Sven se ofreció a traerle un café o un chal para los hombros. Tatiana dijo que no sin siquiera mirarlo.

– Quiere subir a la barcaza, ¿verdad? -preguntó el estibador tras una pausa-. Venga, yo la acompaño. -La agarró del brazo, pero Tatiana no se movió-. Ya veo que se deja algo -observó Sven, e hizo un gesto para ayudarla a levantarse-. Vaya a buscarlo.

Tatiana no se movió.

– Puede fumarse un cigarrillo, tomarse un café o subir a la barcaza. No me daré la vuelta, no hace falta que se esconda. La habría dejado subir el primer día que vino, sólo tenía que pedírmelo. ¿Quiere ir a Helsinki? Perfecto. Ahora ya sé que no es usted finlandesa. -Sven hizo una pausa-. Pero hace dos meses le habría sido más fácil huir; ahora, con un embarazo tan avanzado, lo tiene más complicado. Aun así, tiene que decidir si se echa atrás o sigue adelante. ¿Cuánto tiempo piensa quedarse ahí sentada, mirándome la espalda?

Tatiana clavó los ojos en las aguas del Báltico.

– ¿Cuánto tiempo más va a esperar? -repitió Sven.

– Si lo supiera, ¿seguiría aquí sentada?

– No hace falta que siga sentada. Venga conmigo.

Tatiana negó con la cabeza.

– Lleva demasiado tiempo sola -insistió el estibador-. ¿Dónde está su marido? ¿Dónde está el padre de su hijo?

– En la Unión Soviética, muerto -dijo Tatiana con un suspiro.

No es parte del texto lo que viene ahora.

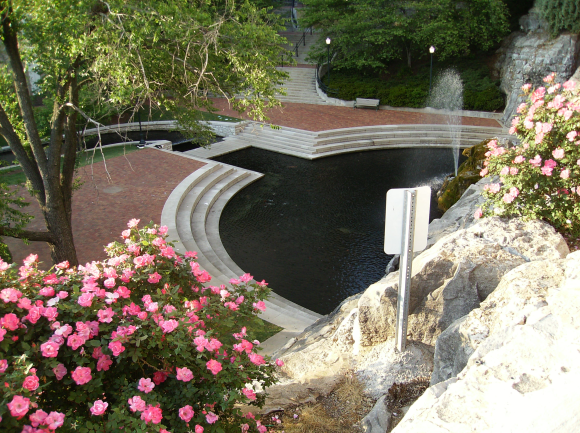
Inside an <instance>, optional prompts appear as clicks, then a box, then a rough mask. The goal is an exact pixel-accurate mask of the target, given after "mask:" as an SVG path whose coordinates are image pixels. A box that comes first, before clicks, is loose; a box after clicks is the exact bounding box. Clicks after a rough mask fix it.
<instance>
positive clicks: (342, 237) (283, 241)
mask: <svg viewBox="0 0 580 433" xmlns="http://www.w3.org/2000/svg"><path fill="white" fill-rule="evenodd" d="M215 159H216V160H217V161H221V162H224V163H227V164H232V165H235V166H238V167H243V168H246V169H250V170H255V171H258V172H261V173H264V174H265V176H264V178H262V179H261V180H259V181H257V182H255V183H254V184H252V185H250V186H248V187H247V188H245V189H244V190H242V191H240V192H239V193H238V194H237V195H236V196H235V197H234V198H233V199H232V200H231V201H230V202H229V203H228V205H227V206H226V207H225V209H224V211H223V213H222V216H221V219H220V236H221V239H222V242H223V244H224V246H225V248H226V250H227V251H228V253H229V255H230V256H231V257H232V259H233V260H234V261H235V262H236V263H237V264H238V265H239V266H240V267H241V268H242V269H243V270H244V271H246V272H249V273H251V274H252V275H253V276H254V277H255V278H256V279H257V280H262V279H265V280H266V281H267V282H268V283H269V284H270V287H271V288H272V289H273V290H274V291H275V292H276V293H278V294H279V295H281V296H283V297H285V298H287V299H289V300H291V301H293V302H296V303H297V304H299V305H302V306H304V307H306V308H309V309H311V310H314V311H316V312H318V313H321V314H327V313H329V312H331V311H332V310H333V309H334V308H335V307H336V306H338V305H339V304H340V302H341V301H342V300H344V299H345V298H346V297H348V296H351V295H354V294H356V293H359V292H360V291H362V290H364V289H365V288H366V287H368V286H369V285H370V284H372V283H373V282H375V281H377V280H379V279H380V278H381V277H382V276H383V275H384V272H385V267H386V265H387V263H388V261H389V256H387V255H386V254H385V253H384V252H383V237H384V224H385V200H386V193H387V191H388V190H389V189H390V188H403V187H415V186H422V185H429V186H431V188H432V190H433V192H434V193H435V192H436V191H437V189H438V188H439V187H440V186H441V184H442V183H443V178H444V177H445V175H447V174H449V173H451V172H453V165H454V164H453V158H452V155H451V153H450V152H449V149H393V150H381V151H371V152H359V153H350V154H345V155H339V156H333V157H329V158H322V159H319V160H317V161H308V160H304V159H300V158H295V157H291V156H287V155H281V154H277V153H274V152H268V151H265V150H260V149H253V148H251V149H246V150H242V151H239V152H235V153H232V154H229V155H224V156H222V157H219V158H215ZM439 216H440V214H439V210H438V209H437V201H436V199H433V200H432V204H431V219H433V218H438V217H439Z"/></svg>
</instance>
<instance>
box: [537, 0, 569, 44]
mask: <svg viewBox="0 0 580 433" xmlns="http://www.w3.org/2000/svg"><path fill="white" fill-rule="evenodd" d="M536 7H537V8H538V11H539V12H540V16H541V17H542V18H544V19H545V20H546V21H547V22H548V25H549V26H550V31H551V32H552V34H553V35H554V36H556V35H557V34H558V33H560V32H562V31H565V30H567V31H570V32H573V33H578V32H579V31H580V0H537V1H536Z"/></svg>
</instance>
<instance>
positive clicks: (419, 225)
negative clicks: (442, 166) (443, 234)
mask: <svg viewBox="0 0 580 433" xmlns="http://www.w3.org/2000/svg"><path fill="white" fill-rule="evenodd" d="M405 191H416V192H417V201H416V206H415V215H414V217H413V219H414V225H413V231H414V241H413V251H422V250H424V249H425V248H426V247H427V233H428V230H429V210H430V207H431V206H430V205H431V188H430V187H428V186H421V187H419V188H393V189H390V190H389V191H388V192H387V212H386V215H385V253H387V254H401V242H402V240H403V229H402V227H403V214H404V203H405Z"/></svg>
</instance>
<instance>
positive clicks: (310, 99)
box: [276, 67, 326, 105]
mask: <svg viewBox="0 0 580 433" xmlns="http://www.w3.org/2000/svg"><path fill="white" fill-rule="evenodd" d="M278 69H279V70H282V71H284V72H287V73H288V74H289V75H290V77H289V78H288V79H287V80H286V81H285V82H284V84H283V85H282V86H280V87H282V88H284V89H285V91H286V95H281V94H279V95H276V97H277V98H279V99H280V101H282V102H295V103H301V104H316V105H326V102H325V101H324V100H323V99H322V98H321V97H320V96H319V95H318V93H317V92H316V69H313V68H298V67H284V68H282V67H279V68H278Z"/></svg>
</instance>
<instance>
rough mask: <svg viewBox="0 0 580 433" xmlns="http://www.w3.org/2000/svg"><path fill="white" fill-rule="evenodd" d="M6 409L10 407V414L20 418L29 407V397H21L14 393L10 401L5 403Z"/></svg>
mask: <svg viewBox="0 0 580 433" xmlns="http://www.w3.org/2000/svg"><path fill="white" fill-rule="evenodd" d="M7 406H8V409H10V415H12V416H13V417H14V418H20V417H23V416H24V415H26V413H27V412H28V409H29V407H30V399H29V398H26V397H22V396H21V395H15V396H14V397H13V398H12V401H11V402H10V403H8V404H7Z"/></svg>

– Ah, es usted soviética. -Sven asintió-. Ahora lo entiendo. Ha conseguido escapar… Muy bien, pues ahora que ya está en Suecia, quédese. Vaya al consulado y acójase al programa de protección de refugiados. Han entrado centenares en el país desde Dinamarca. Vaya al consulado.

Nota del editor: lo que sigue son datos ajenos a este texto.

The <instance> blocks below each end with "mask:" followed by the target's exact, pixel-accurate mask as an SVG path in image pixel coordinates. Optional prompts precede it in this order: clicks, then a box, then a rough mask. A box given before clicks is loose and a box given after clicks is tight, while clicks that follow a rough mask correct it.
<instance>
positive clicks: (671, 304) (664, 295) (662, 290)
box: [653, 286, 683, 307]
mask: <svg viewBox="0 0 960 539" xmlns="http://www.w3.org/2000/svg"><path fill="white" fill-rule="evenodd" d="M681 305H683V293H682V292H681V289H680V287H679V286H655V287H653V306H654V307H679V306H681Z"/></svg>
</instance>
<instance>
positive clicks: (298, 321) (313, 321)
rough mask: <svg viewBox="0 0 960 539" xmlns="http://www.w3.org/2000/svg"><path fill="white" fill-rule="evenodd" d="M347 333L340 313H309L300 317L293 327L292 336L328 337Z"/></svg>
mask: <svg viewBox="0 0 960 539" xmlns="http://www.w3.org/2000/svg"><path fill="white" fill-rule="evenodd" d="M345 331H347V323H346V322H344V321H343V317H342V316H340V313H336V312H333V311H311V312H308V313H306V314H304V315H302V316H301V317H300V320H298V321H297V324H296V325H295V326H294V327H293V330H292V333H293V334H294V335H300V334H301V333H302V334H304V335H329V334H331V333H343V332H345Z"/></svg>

Tatiana negó con la cabeza.

– Dentro de poco nacerá el niño -dijo Sven-. Tiene que decidir si se echa atrás o sigue adelante.

Tatiana se llevó las manos a la barriga y se le empañaron los ojos. El estibador le dio una palmadita afectuosa y se puso de pie.

– Parece que quiere volver a la Unión Soviética… ¿Por qué?

Tatiana no respondió. ¿Cómo decirle que se había dejado el alma?

– Si regresa, ¿qué será de usted?

– Lo más probable es que muera -susurró Tatiana.

– Y si sigue adelante, ¿qué será de usted?

– Lo más probable es que viva.

– ¿Qué clase de alternativa es ésa? -preguntó Sven, palmeando con las manos-. No tiene más remedio que seguir adelante.

– Sí -aceptó Tatiana-, pero ¿cómo voy a vivir? Míreme. ¿Cree que no lo haría si pudiera?

– Así que prefiere quedarse en el purgatorio de Estocolmo, viéndome cargar rollos de papel día sí, día no, mirándome fumar, es-piándome. ¿Qué va a hacer? ¿Sentarse en este banco con su niño en brazos? ¿Es eso lo que quiere?

Tatiana no dijo nada.

La primera vez que lo vio se estaba comiendo un helado, sentada en un banco.

– Siga adelante.

– No tengo coraje.

– Lo tiene, pero está cubierto por una capa de hielo -dijo Sven, meneando la cabeza-. Veo que es invierno en su interior… -Sonrió y añadió-: No se preocupe, el verano no tardará en llegar y el hielo se deshará.

Tatiana se puso torpemente en pie.

– El problema no es el hielo, marinero filósofo -dijo en ruso mientras se alejaba-. Es la pira funeraria.